Code Samples#

Preparations#

For using small gradio examples, we need to setup a conda environment and install the required libraries.

# 1. Create a new conda environment with Python 3.10
conda create -n gradio-env python=3.10 -y

# 2. Activate the environment
conda activate gradio-env

# 3. Install Torch (CPU‐only) via pip
pip install torch torchvision torchaudio

# 4. Install the remaining libraries
pip install gradio transformers pillow

Captioning#

Image captioning is the task of automatically generating a natural-language description for a given image. It sits at the intersection of computer vision (to “see” and interpret the picture) and natural language processing (to “speak” or “write” about what is seen).

Create a new file called captioning.py and copy the code below.

Then in a new terminal run the following two commands:

conda activate gradio-env

python captioning.py

import gradio as gr
from PIL import Image
import torch
from transformers import BlipProcessor, BlipForConditionalGeneration

# 1. Load BLIP processor and model
processor = BlipProcessor.from_pretrained("Salesforce/blip-image-captioning-base")
model = BlipForConditionalGeneration.from_pretrained("Salesforce/blip-image-captioning-base")
model.eval()

# 2. Define a captioning function
def generate_caption(image: Image.Image) -> str:
    """
    Takes a PIL Image from Gradio’s camera input and returns a text caption.
    """
    # Preprocess the image
    inputs = processor(images=image, return_tensors="pt")

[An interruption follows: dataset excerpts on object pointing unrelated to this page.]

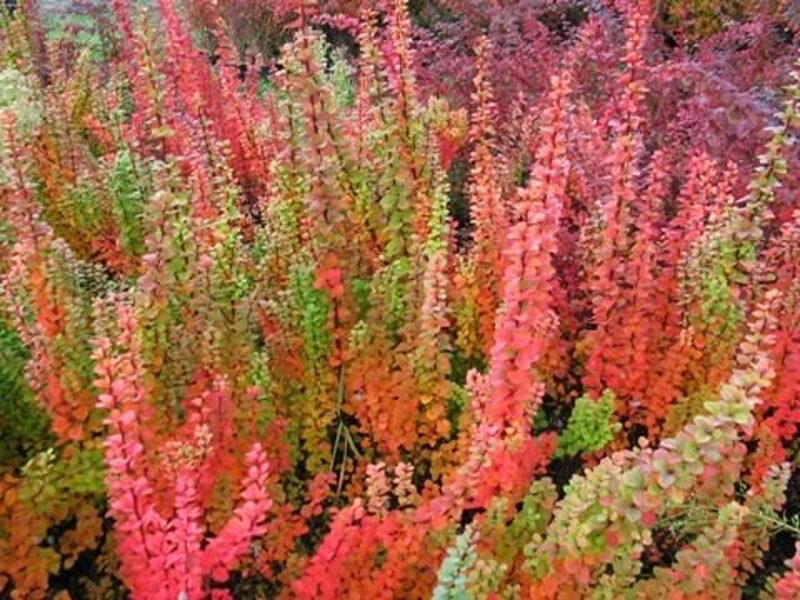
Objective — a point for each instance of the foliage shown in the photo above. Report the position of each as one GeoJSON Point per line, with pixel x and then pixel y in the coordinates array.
{"type": "Point", "coordinates": [591, 426]}
{"type": "Point", "coordinates": [328, 300]}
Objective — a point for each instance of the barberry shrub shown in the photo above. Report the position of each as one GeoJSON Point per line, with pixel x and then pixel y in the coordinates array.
{"type": "Point", "coordinates": [323, 325]}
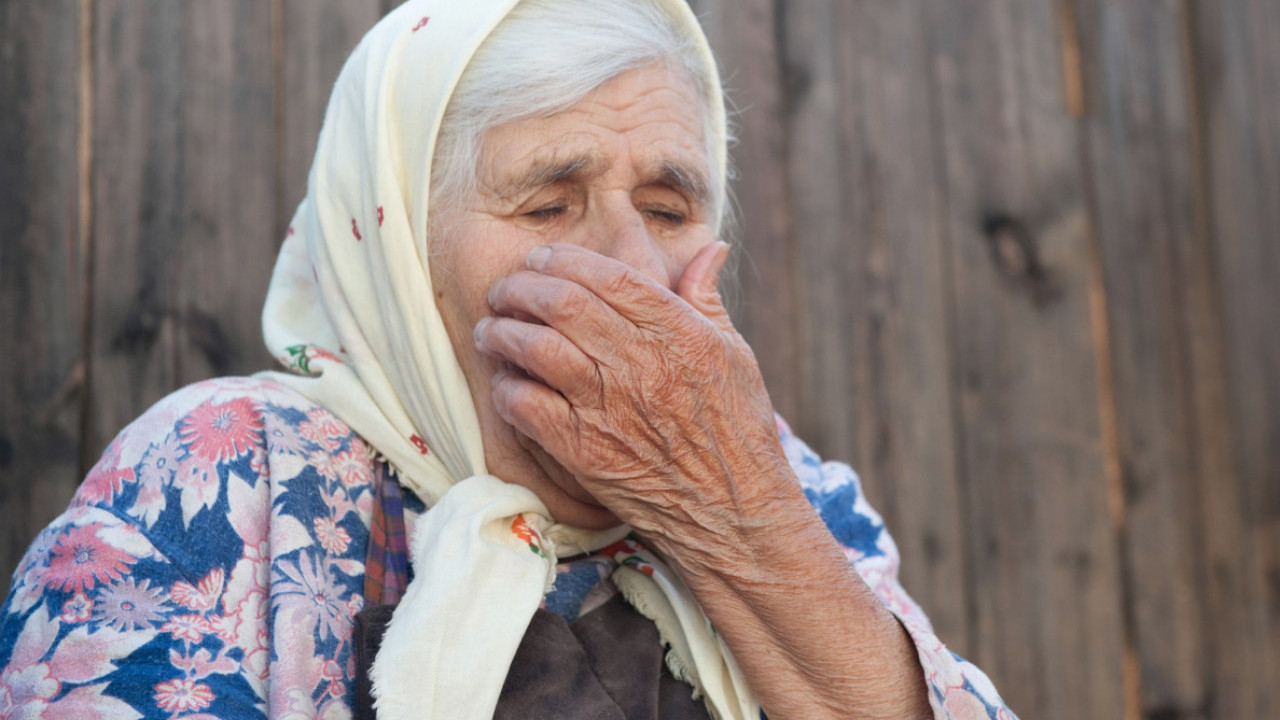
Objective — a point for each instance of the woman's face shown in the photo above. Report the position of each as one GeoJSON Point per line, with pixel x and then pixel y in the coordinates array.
{"type": "Point", "coordinates": [622, 173]}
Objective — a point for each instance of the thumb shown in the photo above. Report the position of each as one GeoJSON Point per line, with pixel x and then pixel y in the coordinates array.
{"type": "Point", "coordinates": [699, 285]}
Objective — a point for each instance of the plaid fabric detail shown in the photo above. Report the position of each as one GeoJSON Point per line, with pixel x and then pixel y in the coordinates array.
{"type": "Point", "coordinates": [387, 559]}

    # Generate caption (you can adjust num_beams, max_length, etc. as needed)
    with torch.no_grad():
        out = model.generate(
            **inputs,
            num_beams=5,
            max_length=20
        )
    caption = processor.decode(out[0], skip_special_tokens=True)
    return caption

# 3. Set up Gradio interface with a webcam (camera) input
camera_input = gr.Image(type="pil")

iface = gr.Interface(
    fn=generate_caption,
    inputs=camera_input,
    outputs="text",
    title="BLIP Image Captioning (Webcam)",
    description="Point your webcam at something, click 'Submit', and BLIP will describe what it sees."
)

# 4. Launch the app
if __name__ == "__main__":
    iface.launch()

Visual Question Answering#

Visual Question Answering (VQA) is a multimodal task that combines computer vision and natural language processing to answer questions about images. Given an image and a free‐form question (“What color is the cat?”; “Who is holding an umbrella?”; “How many people are in the kitchen?”), a VQA system must return a concise, correct answer in natural language (often a single word or short phrase).

Create a new file called vqa.py and copy the code below.

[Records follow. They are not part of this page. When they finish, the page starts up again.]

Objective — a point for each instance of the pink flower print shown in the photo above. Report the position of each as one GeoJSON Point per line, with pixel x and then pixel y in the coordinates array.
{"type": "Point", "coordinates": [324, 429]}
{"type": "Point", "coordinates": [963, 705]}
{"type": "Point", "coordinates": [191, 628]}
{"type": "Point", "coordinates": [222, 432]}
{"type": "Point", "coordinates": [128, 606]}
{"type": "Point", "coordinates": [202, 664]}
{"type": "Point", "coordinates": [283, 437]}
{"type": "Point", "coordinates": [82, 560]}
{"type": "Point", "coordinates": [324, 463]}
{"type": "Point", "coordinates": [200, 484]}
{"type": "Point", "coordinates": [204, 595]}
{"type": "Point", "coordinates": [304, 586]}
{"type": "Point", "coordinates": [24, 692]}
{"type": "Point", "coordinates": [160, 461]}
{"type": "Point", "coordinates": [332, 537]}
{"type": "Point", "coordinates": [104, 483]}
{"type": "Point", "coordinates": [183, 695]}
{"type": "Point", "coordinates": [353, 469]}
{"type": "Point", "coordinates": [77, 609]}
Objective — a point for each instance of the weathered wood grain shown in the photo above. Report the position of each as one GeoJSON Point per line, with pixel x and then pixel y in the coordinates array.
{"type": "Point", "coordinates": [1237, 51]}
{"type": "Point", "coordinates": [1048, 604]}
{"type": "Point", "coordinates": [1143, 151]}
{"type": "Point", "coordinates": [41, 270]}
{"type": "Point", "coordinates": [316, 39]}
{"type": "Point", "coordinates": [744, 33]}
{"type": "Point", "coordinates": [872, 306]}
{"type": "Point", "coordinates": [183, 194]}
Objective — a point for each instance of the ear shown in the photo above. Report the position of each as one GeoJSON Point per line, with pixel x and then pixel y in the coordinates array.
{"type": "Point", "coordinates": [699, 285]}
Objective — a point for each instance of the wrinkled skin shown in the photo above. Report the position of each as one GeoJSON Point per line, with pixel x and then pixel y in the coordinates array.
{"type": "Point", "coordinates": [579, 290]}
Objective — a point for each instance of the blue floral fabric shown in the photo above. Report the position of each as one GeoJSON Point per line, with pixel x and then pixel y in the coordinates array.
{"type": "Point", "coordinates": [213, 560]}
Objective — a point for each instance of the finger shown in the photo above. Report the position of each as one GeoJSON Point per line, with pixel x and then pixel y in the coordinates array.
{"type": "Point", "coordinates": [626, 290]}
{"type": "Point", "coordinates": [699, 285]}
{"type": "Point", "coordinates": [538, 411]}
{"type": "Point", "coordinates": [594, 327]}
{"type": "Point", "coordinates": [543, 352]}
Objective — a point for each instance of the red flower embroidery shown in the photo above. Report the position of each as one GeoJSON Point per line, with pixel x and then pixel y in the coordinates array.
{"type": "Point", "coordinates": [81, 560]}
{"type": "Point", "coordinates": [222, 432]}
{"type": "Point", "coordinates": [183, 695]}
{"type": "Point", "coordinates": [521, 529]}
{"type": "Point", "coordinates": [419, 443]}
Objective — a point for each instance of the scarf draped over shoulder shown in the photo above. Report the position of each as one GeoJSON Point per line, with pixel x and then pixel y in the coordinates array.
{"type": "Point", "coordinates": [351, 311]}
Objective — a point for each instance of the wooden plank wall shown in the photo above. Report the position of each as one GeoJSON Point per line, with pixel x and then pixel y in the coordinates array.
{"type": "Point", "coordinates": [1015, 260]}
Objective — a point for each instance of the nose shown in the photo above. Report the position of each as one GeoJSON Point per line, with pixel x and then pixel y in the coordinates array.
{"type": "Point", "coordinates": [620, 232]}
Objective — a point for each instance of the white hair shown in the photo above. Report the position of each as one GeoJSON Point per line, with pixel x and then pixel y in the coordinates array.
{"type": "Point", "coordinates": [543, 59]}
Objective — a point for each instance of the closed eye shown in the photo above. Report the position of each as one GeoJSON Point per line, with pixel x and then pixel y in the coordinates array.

Then in a new terminal run the following two commands:

conda activate gradio-env

python vqa.py

import gradio as gr
from PIL import Image
import torch
from transformers import BlipProcessor, BlipForQuestionAnswering

# 1. Load BLIP VQA processor and model
processor = BlipProcessor.from_pretrained("Salesforce/blip-vqa-base")
model = BlipForQuestionAnswering.from_pretrained("Salesforce/blip-vqa-base")
model.eval()

# 2. Define a VQA‐style function
def answer_question(image: Image.Image, question: str) -> str:
    """
    Takes a PIL Image and a text question, 
    returns BLIP’s predicted answer.
    """
    # Preprocess both image and text
    inputs = processor(images=image, text=question, return_tensors="pt")

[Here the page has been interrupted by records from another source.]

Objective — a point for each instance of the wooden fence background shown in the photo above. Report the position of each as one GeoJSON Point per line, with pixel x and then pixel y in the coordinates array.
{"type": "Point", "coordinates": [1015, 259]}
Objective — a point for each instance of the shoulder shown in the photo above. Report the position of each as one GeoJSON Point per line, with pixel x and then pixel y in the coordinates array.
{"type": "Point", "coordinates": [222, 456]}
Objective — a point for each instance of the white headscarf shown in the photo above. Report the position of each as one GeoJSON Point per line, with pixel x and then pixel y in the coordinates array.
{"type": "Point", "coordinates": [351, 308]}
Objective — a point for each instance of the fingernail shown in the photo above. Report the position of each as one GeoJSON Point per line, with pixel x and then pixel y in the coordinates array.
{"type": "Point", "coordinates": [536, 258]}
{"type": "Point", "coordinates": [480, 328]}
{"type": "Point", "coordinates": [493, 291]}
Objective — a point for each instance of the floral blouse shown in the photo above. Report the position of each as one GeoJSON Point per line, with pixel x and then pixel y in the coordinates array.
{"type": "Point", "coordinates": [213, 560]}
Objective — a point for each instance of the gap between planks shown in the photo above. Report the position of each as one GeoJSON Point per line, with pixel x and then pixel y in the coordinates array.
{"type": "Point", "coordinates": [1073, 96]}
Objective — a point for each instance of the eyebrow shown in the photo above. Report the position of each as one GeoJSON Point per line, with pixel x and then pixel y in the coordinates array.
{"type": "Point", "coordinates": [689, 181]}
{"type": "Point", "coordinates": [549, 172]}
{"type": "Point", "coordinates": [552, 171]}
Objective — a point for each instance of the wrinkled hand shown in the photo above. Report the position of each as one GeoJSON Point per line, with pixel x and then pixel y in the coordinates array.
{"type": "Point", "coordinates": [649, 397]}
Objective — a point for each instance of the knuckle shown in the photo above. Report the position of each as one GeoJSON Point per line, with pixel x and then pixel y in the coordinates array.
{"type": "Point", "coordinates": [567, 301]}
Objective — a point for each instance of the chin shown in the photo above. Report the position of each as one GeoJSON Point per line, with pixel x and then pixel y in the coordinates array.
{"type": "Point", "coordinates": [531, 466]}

    # Generate answer (you can tune num_beams, max_length, etc.)
    with torch.no_grad():
        out = model.generate(
            **inputs,
            num_beams=5,
            max_length=10
        )
    answer = processor.decode(out[0], skip_special_tokens=True)
    return answer

# 3. Set up Gradio interface with a camera input + text box
camera_input = gr.Image(type="pil", label="Webcam Image")
text_input = gr.Textbox(lines=2, placeholder="Ask a question about the image…", label="Question")

iface = gr.Interface(
    fn=answer_question,
    inputs=[camera_input, text_input],
    outputs="text",
    title="BLIP VQA (Webcam)",
    description="Point your webcam at something, type a question, click 'Submit', and BLIP will answer."
)

# 4. Launch the app
if __name__ == "__main__":
    iface.launch()

Large Multimodal Models#

Larger multimodal models combine the generative qualities of large language models and vision models.

We use LLaVa together with ollama.

First install ollama. See section Ollama.

Create a new file called llava.py and copy the code below.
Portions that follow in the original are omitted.